From d9a4c6fbdc6b6cd79b6289160471e77647f6ff5e Mon Sep 17 00:00:00 2001
From: Victor Skvortsov <vds003@gmail.com>
Date: Fri, 24 Oct 2025 14:24:53 +0500
Subject: [PATCH 2/2] Document Server upgrades

---
 docs/docs/guides/server-deployment.md | 22 ++++++++++++++++++++++
 1 file changed, 22 insertions(+)

diff --git a/docs/docs/guides/server-deployment.md b/docs/docs/guides/server-deployment.md
index 80f34a335..4976bf060 100644
--- a/docs/docs/guides/server-deployment.md
+++ b/docs/docs/guides/server-deployment.md
@@ -400,6 +400,28 @@ export DSTACK_DB_MAX_OVERFLOW=80
 You have to ensure your Postgres installation supports that many connections by
 configuring [`max_connections`](https://www.postgresql.org/docs/current/runtime-config-connection.html#GUC-MAX-CONNECTIONS) and/or using connection pooler.
 
+## Server upgrades
+
+When upgrading the `dstack` server, follow these guidelines to ensure a smooth transition and minimize downtime.
+
+### Before upgrading
+
+1. **Check the changelog**: Review the [release notes :material-arrow-top-right-thin:{ .external }](https://github.com/dstackai/dstack/releases){:target="_blank"} for breaking changes, new features, and migration notes.

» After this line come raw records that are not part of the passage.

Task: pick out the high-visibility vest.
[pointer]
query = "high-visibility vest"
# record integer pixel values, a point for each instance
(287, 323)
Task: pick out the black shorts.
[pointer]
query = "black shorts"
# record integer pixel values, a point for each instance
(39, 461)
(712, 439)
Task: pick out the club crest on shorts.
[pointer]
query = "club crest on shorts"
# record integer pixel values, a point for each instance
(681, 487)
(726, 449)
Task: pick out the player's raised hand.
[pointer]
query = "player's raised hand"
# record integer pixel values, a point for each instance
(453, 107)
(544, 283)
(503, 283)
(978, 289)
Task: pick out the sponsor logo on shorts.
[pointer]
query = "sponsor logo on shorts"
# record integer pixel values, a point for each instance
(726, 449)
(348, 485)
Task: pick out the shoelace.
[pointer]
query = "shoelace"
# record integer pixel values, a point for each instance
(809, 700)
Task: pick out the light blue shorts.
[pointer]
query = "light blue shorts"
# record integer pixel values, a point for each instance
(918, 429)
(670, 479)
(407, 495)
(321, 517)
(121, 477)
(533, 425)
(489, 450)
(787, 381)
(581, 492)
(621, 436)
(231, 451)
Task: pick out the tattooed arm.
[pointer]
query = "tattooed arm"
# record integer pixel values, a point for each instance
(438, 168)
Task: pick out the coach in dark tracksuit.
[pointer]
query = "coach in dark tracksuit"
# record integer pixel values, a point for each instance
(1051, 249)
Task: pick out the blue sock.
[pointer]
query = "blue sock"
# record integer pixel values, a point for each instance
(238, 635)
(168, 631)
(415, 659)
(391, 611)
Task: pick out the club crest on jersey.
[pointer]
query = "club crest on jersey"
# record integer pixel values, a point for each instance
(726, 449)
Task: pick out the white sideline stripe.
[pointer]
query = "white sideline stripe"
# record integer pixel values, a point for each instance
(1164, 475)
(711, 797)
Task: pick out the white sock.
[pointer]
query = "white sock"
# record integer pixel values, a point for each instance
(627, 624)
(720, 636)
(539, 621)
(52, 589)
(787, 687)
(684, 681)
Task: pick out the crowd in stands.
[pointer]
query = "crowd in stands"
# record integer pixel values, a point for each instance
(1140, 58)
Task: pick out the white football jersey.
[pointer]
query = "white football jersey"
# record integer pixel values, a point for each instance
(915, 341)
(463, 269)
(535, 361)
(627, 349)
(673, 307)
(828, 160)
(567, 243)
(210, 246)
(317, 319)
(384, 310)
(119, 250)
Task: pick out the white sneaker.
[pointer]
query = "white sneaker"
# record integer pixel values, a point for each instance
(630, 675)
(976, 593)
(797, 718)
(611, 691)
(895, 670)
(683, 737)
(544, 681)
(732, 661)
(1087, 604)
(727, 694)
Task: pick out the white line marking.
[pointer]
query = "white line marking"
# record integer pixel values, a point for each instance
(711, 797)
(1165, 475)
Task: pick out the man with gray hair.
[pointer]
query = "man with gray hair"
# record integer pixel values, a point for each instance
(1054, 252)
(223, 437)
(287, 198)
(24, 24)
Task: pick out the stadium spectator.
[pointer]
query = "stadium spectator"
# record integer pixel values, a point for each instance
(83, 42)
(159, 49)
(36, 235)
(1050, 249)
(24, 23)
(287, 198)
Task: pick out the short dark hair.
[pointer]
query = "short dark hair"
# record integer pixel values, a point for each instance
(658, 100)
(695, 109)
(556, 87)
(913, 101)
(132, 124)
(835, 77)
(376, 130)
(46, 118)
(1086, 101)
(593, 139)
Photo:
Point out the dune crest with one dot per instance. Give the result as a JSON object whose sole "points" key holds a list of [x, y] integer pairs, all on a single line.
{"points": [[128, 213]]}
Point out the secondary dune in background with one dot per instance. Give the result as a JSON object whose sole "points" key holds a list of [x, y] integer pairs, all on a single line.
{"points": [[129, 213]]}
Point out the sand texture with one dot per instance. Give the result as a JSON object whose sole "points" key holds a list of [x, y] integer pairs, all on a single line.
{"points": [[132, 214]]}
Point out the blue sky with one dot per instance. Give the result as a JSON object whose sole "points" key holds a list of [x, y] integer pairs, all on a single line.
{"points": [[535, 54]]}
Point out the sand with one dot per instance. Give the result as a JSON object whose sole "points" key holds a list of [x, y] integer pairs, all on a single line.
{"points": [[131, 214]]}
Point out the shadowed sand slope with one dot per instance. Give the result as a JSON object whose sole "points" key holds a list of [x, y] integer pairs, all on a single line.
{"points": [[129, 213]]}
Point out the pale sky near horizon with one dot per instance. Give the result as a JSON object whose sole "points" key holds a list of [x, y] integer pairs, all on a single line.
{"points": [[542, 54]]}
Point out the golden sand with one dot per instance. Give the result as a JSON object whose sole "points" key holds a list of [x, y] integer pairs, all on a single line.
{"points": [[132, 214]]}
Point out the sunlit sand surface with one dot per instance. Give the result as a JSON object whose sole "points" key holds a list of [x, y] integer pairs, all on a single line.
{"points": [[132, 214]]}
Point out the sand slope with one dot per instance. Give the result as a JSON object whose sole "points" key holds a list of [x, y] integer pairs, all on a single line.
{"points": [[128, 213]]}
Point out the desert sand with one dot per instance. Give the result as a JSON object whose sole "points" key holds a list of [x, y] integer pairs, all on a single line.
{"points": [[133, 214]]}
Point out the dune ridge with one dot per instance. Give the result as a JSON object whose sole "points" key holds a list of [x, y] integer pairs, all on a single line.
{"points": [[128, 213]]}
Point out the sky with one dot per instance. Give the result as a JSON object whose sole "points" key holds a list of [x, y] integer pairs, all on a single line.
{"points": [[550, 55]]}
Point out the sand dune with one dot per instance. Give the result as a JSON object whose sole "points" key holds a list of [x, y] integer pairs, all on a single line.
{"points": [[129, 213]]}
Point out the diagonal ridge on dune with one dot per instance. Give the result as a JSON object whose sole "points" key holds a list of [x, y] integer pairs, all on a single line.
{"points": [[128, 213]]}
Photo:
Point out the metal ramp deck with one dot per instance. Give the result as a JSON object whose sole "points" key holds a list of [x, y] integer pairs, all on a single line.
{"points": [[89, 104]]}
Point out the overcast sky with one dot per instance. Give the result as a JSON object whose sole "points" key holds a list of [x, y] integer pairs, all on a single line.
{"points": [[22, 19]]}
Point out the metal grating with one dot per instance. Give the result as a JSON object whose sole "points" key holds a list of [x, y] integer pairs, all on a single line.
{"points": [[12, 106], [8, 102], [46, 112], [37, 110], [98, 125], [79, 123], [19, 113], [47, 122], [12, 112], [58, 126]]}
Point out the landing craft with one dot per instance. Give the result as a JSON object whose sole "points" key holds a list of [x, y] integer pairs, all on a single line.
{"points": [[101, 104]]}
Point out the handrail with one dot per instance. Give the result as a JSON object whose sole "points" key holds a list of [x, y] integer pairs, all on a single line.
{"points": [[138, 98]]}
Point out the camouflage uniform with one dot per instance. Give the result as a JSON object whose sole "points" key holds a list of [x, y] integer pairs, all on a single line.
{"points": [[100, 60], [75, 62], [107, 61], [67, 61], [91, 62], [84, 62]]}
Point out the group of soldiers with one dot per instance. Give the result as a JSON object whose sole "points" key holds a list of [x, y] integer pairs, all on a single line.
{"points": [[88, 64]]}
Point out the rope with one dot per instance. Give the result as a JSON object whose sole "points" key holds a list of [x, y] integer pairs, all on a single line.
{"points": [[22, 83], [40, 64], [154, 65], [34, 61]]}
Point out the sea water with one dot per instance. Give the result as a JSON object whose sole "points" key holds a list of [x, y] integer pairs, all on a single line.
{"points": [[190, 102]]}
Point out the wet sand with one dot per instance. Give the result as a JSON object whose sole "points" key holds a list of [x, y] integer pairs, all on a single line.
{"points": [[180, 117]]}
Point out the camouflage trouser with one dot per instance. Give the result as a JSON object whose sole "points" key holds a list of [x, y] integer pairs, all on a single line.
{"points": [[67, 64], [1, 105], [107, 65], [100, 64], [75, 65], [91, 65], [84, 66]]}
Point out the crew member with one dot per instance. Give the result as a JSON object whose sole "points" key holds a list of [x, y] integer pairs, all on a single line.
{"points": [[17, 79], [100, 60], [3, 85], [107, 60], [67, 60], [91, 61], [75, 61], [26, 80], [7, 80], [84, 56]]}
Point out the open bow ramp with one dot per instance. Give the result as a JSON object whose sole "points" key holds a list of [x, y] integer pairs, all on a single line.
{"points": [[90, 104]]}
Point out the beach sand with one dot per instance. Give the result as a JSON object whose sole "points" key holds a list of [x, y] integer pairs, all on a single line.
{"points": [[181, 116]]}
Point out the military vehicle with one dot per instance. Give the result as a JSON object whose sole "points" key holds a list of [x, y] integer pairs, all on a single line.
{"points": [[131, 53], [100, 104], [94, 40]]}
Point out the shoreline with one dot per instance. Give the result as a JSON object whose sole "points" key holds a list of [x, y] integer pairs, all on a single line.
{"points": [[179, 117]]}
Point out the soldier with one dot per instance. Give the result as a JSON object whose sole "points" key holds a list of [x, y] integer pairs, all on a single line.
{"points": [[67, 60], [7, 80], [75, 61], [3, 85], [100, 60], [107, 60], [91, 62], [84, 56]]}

+2. **Review backward compatibility**: Understand the [backward compatibility](#backward-compatibility) policy.
+3. **Back up your data**: Ensure you always create a backup before upgrading.
+
+### Best practices
+
+- **Test in staging**: Always test upgrades in a non-production environment first.
+- **Monitor logs**: Watch server logs during and after the upgrade for any errors or warnings.
+- **Keep backups**: Retain backups for at least a few days after a successful upgrade.
+
+### Troubleshooting
+
+**Deadlock when upgrading a multi-replica PostgreSQL deployment**
+
+If a deployment is stuck due to a deadlock when applying DB migrations, try scaling server replicas to 1 and retry the deployment multiple times. Some releases may not support rolling deployments, which is always noted in the release notes. If you think there is a bug, please [file an issue](https://github.com/dstackai/dstack/issues).
+
 ## FAQs
 
 ??? info "Can I run multiple replicas of dstack server?"